甲斐源氏の富士川

波志太山の合戦

吾妻鏡の8/25からですが、

俣野の五郎景久、駿河の国の目代橘の遠茂が軍勢を相具し、武田・一條等の源氏を襲わんが為、甲斐の国に赴く。而るに昨日昏黒に及ぶの間、富士の北麓に宿すの処、景久並びに郎従帯する所の百余張の弓弦、鼠の為喰い切られをはんぬ。仍って思慮を失うの刻、安田の三郎義定・工藤庄司景光・同子息小三郎行光・市川別当行房、石橋に於いて合戦を遂げらるるの事を聞き、甲州より発向するの間、波志太山に於いて景久等に相逢う。各々轡を廻し矢を飛ばし、景久を攻め責む。挑戦刻を移す。景久等弓弦を絶つに依って、太刀を取ると雖も、矢石を禦ぐこと能わず。多く以てこれに中たる。安田已下の家人等、また剱刃を免れず。然れども景久雌伏せしめ逐電すと。

これを波志太山の合戦と言うそうですが、石橋山の合戦の翌々日の事です。吾妻鏡のストーリーとして頼朝が主役になり主導権を取る体裁になっていますが、甲斐源氏が本当に頼朝に加担する気であったかどうかは不明です。文章がやや難解なのですが「どうも」夜討のようです。これって誰かを勘違いして襲った可能性もあると思われます。じゃあ、その前に何故に駿河目代が軍勢を連れて甲斐にやって来たのかの問題が出て来るので困るのですが、とにもかくにも平家に戦端を開く結果になった事だけは確かです。

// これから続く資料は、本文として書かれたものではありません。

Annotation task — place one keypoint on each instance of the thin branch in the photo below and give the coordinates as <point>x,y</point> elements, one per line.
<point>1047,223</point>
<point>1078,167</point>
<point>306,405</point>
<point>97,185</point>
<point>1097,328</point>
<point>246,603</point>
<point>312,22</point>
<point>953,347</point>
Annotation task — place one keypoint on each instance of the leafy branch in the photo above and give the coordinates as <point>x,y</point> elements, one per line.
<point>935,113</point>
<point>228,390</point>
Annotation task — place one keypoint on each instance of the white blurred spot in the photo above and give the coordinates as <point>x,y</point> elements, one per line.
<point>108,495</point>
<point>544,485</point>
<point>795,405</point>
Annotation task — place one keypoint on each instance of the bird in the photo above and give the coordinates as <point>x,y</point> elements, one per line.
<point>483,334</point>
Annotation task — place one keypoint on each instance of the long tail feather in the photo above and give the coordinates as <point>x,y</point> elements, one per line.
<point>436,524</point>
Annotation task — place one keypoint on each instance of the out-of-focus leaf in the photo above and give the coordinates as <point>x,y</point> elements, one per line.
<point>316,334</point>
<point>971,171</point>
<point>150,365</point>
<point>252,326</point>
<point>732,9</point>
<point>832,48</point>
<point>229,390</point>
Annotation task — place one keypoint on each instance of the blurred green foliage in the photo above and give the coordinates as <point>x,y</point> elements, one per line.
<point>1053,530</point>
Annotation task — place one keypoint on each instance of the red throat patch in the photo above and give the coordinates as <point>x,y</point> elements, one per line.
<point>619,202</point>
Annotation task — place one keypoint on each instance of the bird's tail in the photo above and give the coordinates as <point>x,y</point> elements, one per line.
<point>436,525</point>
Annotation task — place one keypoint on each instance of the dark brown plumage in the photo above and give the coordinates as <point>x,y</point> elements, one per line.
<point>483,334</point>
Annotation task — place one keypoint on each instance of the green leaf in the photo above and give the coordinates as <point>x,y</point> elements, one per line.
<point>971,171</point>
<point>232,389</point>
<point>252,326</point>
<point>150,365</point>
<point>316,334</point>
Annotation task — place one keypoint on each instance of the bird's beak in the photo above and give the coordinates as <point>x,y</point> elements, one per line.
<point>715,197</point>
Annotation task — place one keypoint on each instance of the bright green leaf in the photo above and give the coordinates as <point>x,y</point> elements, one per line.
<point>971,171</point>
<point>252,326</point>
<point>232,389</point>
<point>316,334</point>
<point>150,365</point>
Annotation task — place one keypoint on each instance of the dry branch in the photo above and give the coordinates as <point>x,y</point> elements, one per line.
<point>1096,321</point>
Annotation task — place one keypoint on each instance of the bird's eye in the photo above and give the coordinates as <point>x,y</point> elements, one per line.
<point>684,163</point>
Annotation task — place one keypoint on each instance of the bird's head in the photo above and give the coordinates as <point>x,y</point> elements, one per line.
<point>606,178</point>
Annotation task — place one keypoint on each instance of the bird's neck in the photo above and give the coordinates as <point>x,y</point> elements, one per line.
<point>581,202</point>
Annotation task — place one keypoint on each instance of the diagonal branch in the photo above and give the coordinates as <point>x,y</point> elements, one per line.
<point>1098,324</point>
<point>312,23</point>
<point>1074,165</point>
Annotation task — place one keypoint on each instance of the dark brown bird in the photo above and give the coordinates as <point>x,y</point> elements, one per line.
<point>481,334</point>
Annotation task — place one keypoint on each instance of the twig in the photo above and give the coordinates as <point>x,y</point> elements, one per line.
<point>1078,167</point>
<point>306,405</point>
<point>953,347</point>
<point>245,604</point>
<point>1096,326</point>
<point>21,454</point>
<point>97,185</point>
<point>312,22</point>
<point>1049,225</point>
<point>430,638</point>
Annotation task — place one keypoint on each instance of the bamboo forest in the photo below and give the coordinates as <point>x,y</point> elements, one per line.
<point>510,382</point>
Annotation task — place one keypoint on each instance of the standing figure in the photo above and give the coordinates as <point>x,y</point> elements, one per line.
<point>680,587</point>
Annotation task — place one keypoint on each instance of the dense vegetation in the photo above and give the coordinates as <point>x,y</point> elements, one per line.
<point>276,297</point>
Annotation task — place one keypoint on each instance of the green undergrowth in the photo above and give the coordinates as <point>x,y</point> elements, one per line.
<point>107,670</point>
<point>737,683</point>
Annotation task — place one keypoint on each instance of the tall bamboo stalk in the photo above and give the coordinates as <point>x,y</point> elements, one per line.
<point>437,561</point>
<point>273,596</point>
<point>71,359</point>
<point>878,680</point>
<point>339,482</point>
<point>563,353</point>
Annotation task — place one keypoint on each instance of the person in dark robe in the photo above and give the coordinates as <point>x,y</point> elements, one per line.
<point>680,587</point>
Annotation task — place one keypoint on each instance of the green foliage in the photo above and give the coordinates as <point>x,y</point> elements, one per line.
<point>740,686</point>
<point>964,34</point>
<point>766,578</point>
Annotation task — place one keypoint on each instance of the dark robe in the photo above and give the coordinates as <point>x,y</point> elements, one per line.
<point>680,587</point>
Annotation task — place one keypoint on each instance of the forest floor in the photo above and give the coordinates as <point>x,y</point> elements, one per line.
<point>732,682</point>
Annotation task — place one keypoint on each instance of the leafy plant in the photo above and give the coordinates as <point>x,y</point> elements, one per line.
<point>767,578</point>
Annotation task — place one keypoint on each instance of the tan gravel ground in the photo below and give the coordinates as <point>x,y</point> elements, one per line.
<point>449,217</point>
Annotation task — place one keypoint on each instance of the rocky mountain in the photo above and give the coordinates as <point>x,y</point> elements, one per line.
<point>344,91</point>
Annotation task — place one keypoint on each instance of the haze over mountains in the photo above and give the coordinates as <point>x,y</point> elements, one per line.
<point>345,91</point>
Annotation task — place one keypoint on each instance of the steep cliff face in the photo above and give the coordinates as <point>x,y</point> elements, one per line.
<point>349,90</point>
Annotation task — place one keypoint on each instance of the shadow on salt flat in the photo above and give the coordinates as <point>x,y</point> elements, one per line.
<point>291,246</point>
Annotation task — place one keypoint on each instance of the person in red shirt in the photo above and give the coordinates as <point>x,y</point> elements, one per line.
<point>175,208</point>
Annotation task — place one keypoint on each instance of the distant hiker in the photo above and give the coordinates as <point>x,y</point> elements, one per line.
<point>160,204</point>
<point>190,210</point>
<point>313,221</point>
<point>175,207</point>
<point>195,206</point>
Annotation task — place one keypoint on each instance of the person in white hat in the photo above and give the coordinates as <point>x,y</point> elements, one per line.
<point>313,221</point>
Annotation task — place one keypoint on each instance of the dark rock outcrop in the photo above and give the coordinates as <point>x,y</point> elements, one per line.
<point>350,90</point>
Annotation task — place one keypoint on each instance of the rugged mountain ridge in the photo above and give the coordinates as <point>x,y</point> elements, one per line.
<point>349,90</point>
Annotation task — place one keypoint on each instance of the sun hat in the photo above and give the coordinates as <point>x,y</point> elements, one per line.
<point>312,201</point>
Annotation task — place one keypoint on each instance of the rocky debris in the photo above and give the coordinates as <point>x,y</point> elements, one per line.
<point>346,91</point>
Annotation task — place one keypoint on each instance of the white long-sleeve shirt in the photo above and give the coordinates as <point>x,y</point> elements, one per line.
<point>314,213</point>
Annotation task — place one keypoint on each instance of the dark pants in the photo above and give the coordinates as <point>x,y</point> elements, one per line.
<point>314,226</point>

10/20には富士川の合戦が起きますが、下向した平家軍の目的は頼朝ではなく甲斐源氏であったとの説にうなづけるところがあります。平家軍が下向したのは「今暁、追討使等発向しをはんぬと」(9/29玉葉)です。この時点で頼朝はようやく9/19に上総介広常軍と合流して有力勢力に成長しますが、その情報を知って平家軍が下向を決めたとは思いにくいところです。つまりは石橋山で敗れた頼朝より、波志太山で勝っている甲斐源氏が目的であったと考える方が自然だからです。


鉢田の合戦

吾妻鏡より

9月24日 癸酉

北條殿並びに甲斐の国の源氏等、逸見山を去り、石禾の御厩に来宿するの処、今日子の刻、宗遠馳せ着き仰せの旨を伝う。仍って武田の太郎信義・一條の二郎忠頼已下群集す。駿河の国に参会すべきの由、各々評議を凝らすと。

石禾の御厩とは現在の笛吹市石和に比定されます。石和と言っても甲府のお隣ですから、国府の近くにいたぐらいと考えても良いかと思います。ただ石禾の御厩からすぐには動かなかったようで、

10月14日 癸巳

午の刻、武田・安田の人々、神野並びに春田路を経て、鉢田の辺に到る。駿河目代多勢を率い、甲州に赴くの処、不意にこの所に相逢う。境は山峰連なり、道は磐石峙つの間、前に進むを得ず、後に退ぞくを得ず。而るに信光主景廉等を相具し先登に進む。兵法力を励まし攻戦す。遠茂暫時防禦の構えを廻らすと雖も、遂に長田入道・子息二人を梟首し、遠茂を囚人と為す。従軍の失命・疵を被る者その員を知らず。列後の輩矢を発つに能わず。悉く以て逃亡す。酉の刻、彼の頸を富士野傍伊提の辺に梟すと。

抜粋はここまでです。